Analysis: The demand related to a period well beyond the normal limitation period. The department had been informed in 2015 about the addition of new products, shifting of the factory premises, and takeover of the unit, and the record showed departmental awareness of the transfer and exemption claim. In such circumstances, there was no basis to infer deliberate suppression of facts with intent to evade duty. The legal requirement for invoking the extended period is a positive act of fraud, collusion, wilful misstatement, suppression, or contravention with intent to evade, which was not established on the facts found.
Conclusion: The extended period of limitation was not validly invoked and the demand founded on it could not be sustained, in favour of the assessee.
Issue (ii): whether the appellant and Om Sai were entitled to area-based exemption under Notification No. 50/2003-C.E. dated 10.06.2003 for new products, shifted premises, and transfer of ownership.
Analysis: The exemption was intended for eligible industrial units in the notified area. The notification and the departmental circulars recognised exemption for manufacture of new products by an eligible unit, permitted expansion and relocation within the eligible area, and did not bar transfer of ownership. The evidence accepted by the Tribunal showed that Om Sai had lawfully added new products, shifted to another notified premises with intimation and verification, and was later taken over as a going concern. These changes did not destroy the unit's eligibility for exemption.

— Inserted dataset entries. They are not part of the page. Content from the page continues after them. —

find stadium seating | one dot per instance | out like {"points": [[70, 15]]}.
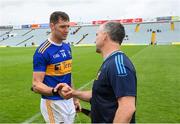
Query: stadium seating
{"points": [[87, 34]]}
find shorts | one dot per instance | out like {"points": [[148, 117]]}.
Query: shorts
{"points": [[58, 111]]}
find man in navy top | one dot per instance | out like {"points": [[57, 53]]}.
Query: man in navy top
{"points": [[113, 94]]}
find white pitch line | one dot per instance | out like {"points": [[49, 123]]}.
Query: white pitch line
{"points": [[31, 119]]}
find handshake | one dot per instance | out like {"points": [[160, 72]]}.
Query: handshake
{"points": [[64, 90]]}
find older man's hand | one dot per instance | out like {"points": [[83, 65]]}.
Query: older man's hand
{"points": [[64, 90]]}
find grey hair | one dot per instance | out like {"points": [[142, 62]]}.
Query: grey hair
{"points": [[115, 31]]}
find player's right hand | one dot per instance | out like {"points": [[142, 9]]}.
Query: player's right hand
{"points": [[64, 90]]}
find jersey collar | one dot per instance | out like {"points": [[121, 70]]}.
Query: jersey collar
{"points": [[118, 51], [52, 42]]}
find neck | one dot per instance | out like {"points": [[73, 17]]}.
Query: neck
{"points": [[55, 39], [106, 51]]}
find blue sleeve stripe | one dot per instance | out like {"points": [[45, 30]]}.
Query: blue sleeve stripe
{"points": [[117, 65], [123, 64]]}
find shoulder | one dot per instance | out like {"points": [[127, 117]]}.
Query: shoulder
{"points": [[66, 45], [41, 50], [117, 64]]}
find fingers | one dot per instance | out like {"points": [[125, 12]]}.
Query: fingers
{"points": [[60, 86], [64, 90], [77, 105]]}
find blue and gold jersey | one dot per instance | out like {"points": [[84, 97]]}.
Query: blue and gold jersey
{"points": [[56, 61]]}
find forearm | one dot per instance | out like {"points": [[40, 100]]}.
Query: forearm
{"points": [[123, 115], [83, 95], [41, 88]]}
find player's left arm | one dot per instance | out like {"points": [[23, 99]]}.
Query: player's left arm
{"points": [[76, 100], [126, 109]]}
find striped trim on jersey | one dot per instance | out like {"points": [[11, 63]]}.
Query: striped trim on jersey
{"points": [[44, 47], [120, 65]]}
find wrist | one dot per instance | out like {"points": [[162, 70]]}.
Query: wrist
{"points": [[54, 92]]}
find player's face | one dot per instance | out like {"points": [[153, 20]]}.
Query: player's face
{"points": [[60, 29], [100, 35]]}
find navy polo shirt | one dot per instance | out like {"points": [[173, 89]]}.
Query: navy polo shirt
{"points": [[116, 78]]}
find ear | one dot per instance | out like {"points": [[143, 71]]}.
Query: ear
{"points": [[51, 25]]}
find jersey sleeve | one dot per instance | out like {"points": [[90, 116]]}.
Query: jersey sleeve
{"points": [[122, 79], [39, 62]]}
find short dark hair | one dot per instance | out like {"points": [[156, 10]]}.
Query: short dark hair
{"points": [[115, 31], [55, 16]]}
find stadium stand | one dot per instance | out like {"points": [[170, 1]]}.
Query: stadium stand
{"points": [[136, 33]]}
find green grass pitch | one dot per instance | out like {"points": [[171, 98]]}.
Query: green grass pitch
{"points": [[158, 72]]}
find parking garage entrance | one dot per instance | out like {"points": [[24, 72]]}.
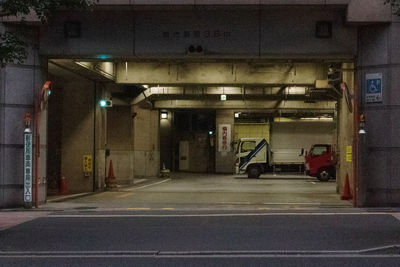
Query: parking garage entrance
{"points": [[191, 119]]}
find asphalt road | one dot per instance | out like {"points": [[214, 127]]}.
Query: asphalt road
{"points": [[203, 239]]}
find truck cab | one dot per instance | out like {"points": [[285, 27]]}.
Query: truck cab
{"points": [[320, 162], [252, 156]]}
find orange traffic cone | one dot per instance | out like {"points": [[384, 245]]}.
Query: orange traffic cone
{"points": [[346, 190], [110, 180], [111, 172], [63, 185]]}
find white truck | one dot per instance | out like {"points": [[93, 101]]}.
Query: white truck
{"points": [[254, 157], [287, 140]]}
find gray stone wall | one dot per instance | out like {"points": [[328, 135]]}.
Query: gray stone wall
{"points": [[18, 83], [379, 161]]}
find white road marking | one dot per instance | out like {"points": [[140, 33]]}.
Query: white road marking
{"points": [[136, 188], [396, 215], [215, 215], [195, 254], [294, 203]]}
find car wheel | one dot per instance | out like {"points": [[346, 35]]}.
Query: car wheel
{"points": [[324, 175], [253, 172]]}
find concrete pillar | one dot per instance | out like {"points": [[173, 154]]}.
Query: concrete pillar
{"points": [[166, 141], [18, 83], [119, 130], [345, 131], [146, 149], [379, 53], [224, 156]]}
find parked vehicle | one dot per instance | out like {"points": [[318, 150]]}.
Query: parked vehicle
{"points": [[321, 162], [254, 157]]}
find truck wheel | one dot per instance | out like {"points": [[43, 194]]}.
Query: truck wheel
{"points": [[324, 175], [253, 172]]}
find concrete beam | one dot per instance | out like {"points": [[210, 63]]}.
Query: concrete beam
{"points": [[368, 11], [219, 73], [240, 104]]}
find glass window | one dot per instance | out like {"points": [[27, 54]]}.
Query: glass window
{"points": [[248, 146], [319, 150]]}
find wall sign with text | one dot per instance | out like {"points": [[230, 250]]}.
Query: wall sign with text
{"points": [[374, 88]]}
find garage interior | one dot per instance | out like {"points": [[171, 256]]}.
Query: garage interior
{"points": [[166, 115]]}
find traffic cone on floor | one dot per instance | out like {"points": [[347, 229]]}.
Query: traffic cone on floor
{"points": [[346, 190], [110, 181], [63, 185], [111, 172]]}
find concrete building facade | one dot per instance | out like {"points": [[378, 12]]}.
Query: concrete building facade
{"points": [[177, 58]]}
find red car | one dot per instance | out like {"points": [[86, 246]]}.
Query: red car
{"points": [[321, 162]]}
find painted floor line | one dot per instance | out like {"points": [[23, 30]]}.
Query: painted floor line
{"points": [[385, 251], [294, 203], [136, 188], [215, 215]]}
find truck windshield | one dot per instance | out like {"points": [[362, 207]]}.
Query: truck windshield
{"points": [[247, 146], [319, 150]]}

Conclusion: The exemption was correctly available and the contrary findings were unsustainable, in favour of the assessee.

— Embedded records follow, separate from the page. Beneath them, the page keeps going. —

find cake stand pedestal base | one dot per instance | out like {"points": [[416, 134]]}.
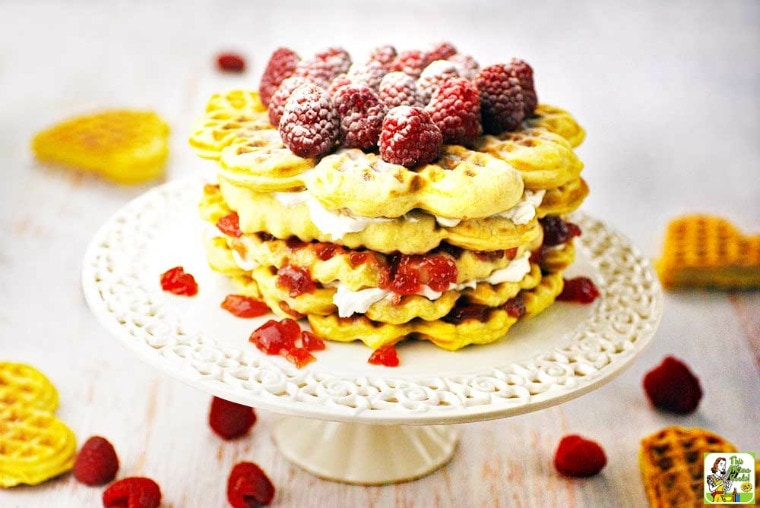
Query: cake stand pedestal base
{"points": [[365, 454]]}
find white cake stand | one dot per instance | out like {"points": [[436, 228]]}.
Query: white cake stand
{"points": [[347, 420]]}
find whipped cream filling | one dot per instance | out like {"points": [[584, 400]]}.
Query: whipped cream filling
{"points": [[358, 302]]}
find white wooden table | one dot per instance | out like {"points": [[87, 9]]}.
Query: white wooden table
{"points": [[669, 94]]}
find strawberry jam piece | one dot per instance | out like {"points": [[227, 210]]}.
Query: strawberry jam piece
{"points": [[230, 225], [176, 281], [311, 342], [244, 306], [384, 355], [296, 280], [557, 231], [276, 337], [579, 289]]}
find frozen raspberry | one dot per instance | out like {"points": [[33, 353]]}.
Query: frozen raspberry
{"points": [[411, 62], [96, 462], [369, 74], [132, 492], [230, 62], [385, 55], [361, 116], [399, 89], [281, 96], [282, 64], [248, 486], [671, 386], [441, 51], [309, 125], [432, 77], [524, 74], [455, 109], [466, 65], [409, 137], [579, 457], [501, 100], [229, 419]]}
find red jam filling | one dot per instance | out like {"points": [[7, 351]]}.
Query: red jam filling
{"points": [[296, 280], [176, 281], [579, 289], [384, 355], [244, 306], [230, 225]]}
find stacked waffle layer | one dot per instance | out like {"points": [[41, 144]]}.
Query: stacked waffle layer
{"points": [[453, 252]]}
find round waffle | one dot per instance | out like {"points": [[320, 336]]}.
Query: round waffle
{"points": [[124, 146], [26, 385]]}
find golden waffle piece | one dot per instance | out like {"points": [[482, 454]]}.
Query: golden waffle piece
{"points": [[672, 467], [34, 445], [23, 384], [545, 160], [415, 233], [122, 145], [558, 121], [708, 251], [460, 184]]}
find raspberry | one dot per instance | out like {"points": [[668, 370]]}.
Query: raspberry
{"points": [[229, 419], [132, 492], [455, 109], [524, 74], [281, 96], [385, 55], [671, 386], [96, 462], [442, 51], [282, 64], [230, 62], [369, 74], [361, 116], [309, 125], [411, 62], [501, 99], [248, 486], [466, 65], [579, 457], [409, 137], [399, 89], [432, 77]]}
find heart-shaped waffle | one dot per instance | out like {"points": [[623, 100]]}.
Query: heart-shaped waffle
{"points": [[122, 145], [708, 251]]}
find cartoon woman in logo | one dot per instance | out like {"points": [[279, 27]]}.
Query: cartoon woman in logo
{"points": [[719, 482]]}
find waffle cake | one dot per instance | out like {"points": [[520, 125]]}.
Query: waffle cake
{"points": [[454, 247]]}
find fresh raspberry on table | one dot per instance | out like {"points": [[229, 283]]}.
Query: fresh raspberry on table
{"points": [[432, 77], [442, 51], [361, 116], [399, 89], [230, 62], [671, 386], [309, 125], [501, 100], [411, 62], [249, 486], [385, 54], [409, 137], [230, 419], [524, 74], [96, 462], [455, 109], [579, 457], [467, 66], [132, 492], [282, 64], [281, 96]]}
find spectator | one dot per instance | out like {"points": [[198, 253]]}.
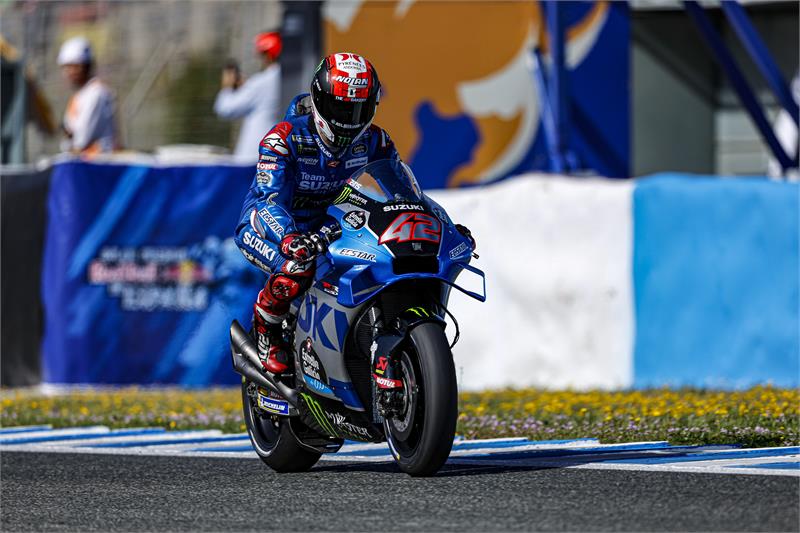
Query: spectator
{"points": [[256, 100], [89, 118]]}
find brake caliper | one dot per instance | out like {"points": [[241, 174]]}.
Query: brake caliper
{"points": [[390, 388]]}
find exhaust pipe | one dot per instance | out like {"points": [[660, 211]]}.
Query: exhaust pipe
{"points": [[247, 363]]}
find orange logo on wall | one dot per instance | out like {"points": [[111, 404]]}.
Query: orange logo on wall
{"points": [[457, 59]]}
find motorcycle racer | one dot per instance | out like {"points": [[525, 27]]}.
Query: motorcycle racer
{"points": [[304, 162]]}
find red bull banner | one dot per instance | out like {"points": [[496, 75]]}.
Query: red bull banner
{"points": [[460, 96]]}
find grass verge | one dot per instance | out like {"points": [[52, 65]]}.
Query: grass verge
{"points": [[761, 416]]}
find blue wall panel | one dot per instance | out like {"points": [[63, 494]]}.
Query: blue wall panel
{"points": [[716, 278]]}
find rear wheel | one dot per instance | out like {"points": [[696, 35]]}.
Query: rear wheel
{"points": [[421, 436], [273, 440]]}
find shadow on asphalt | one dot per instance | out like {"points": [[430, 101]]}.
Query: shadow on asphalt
{"points": [[511, 462]]}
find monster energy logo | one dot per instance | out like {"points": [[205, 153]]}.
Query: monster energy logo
{"points": [[319, 414], [343, 195]]}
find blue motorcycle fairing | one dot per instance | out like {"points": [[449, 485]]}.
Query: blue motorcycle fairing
{"points": [[361, 278]]}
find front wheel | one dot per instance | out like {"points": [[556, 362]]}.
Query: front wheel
{"points": [[273, 440], [421, 436]]}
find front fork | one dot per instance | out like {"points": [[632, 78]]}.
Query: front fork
{"points": [[385, 352]]}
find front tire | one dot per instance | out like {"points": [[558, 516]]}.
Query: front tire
{"points": [[421, 438], [273, 440]]}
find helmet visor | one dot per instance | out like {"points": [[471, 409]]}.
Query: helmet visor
{"points": [[345, 118]]}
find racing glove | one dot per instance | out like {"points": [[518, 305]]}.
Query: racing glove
{"points": [[298, 247], [463, 230]]}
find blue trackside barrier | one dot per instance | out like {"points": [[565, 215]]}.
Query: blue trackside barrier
{"points": [[716, 275]]}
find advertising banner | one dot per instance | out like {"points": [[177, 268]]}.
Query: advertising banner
{"points": [[460, 92], [141, 275]]}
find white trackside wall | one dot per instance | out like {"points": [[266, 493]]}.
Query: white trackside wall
{"points": [[557, 257]]}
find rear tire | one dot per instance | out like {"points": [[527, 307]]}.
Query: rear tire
{"points": [[421, 440], [273, 440]]}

Issue (iii): whether statements recorded under section 14 of the Central Excise Act, 1944 could be relied upon without following section 9D.
Analysis: Statements recorded during inquiry become relevant in adjudication only if the statutory procedure under section 9D is followed. That requires examination of the maker of the statement before the adjudicating authority and a reasoned decision on admissibility, with cross-examination thereafter. The persons whose statements were relied upon were not examined in that manner, so the statements could not be treated as admissible evidence for proving the allegations.
Conclusion: Reliance on the statements without compliance with section 9D was impermissible, in favour of the assessee.
Issue (iv): whether penalties under rule 25 and rule 26 of the Central Excise Rules, 2002 could be sustained.
Analysis: Rule 25 could not apply once the substantive demand itself was unsustainable. As to rule 26, penalty on a person other than the main noticee requires a finding that the goods were liable to confiscation and that the person was concerned in the prohibited dealing with such goods. The impugned order did not record a proper confiscability finding before imposing the penalties on the individual appellants.
Conclusion: The penalties under rule 25 and rule 26 were not sustainable, in favour of the assessee and the individual appellants.
Final Conclusion: The demand, interest, and penalties were set aside because the extended limitation was wrongly invoked, the exemption claim was legally sustainable, and the evidentiary and penal findings could not stand.
Ratio Decidendi: Where the department has prior knowledge of the material facts, the extended period cannot be invoked absent deliberate suppression with intent to evade duty, and statements relied on in adjudication are inadmissible unless the mandatory procedure under section 9D is followed.